The panelists all emphasized that the ability to create money, the purview of banks, is a privilege, something that the big banks seem to have forgotten in their singular pursuit of profit. The discussion that followed highlighted some of the ways that sustainable banks are using financial tools and incentives to finance change. They all believe that retail banks should be investing back into the community, specifically in sustainable businesses that are socially and environmentally responsible and yes, profitable.
It was international Women’s Day on Thursday too and I couldn’t help but notice that two of the panelists were women. Tamara Vrooman mentioned that her young son asked recently, “Mommy, can boys be CEOs too?” I am proud to be a longtime member of Vancity. In my circles, we think of them as a project partner, not a funder and definitely not a banker.

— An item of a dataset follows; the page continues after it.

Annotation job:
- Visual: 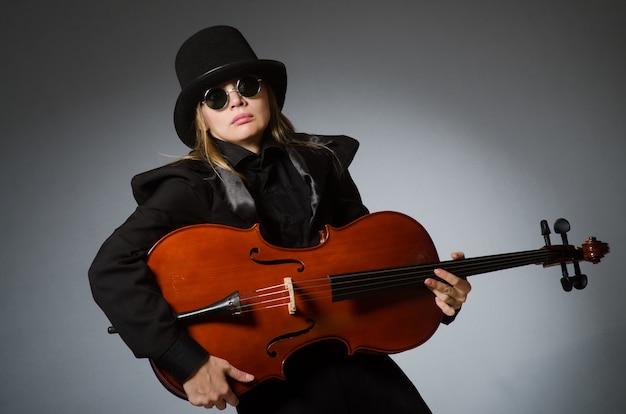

The Global Alliance will be releasing a report during the conference that analyzes the performance of sustainable banks in comparison with the world’s largest banks; the results will surprise many, perhaps especially bankers. They will also be meeting with the Vancouver business community to present the case that values-based banking can also be profitable banking. Another good read might be the New Economics Foundation’s book Where Does Money Come From. It’s apparently mandatory reading for employees at the Bank of England!
The fact that the event was sponsored by accounting and audit giant KPMG and that the report is funded by the rather conservative Rockefeller Foundation speaks of change in the air. One way to be part of that change is to move your money to a credit union or small community bank, one with its heart firmly in place.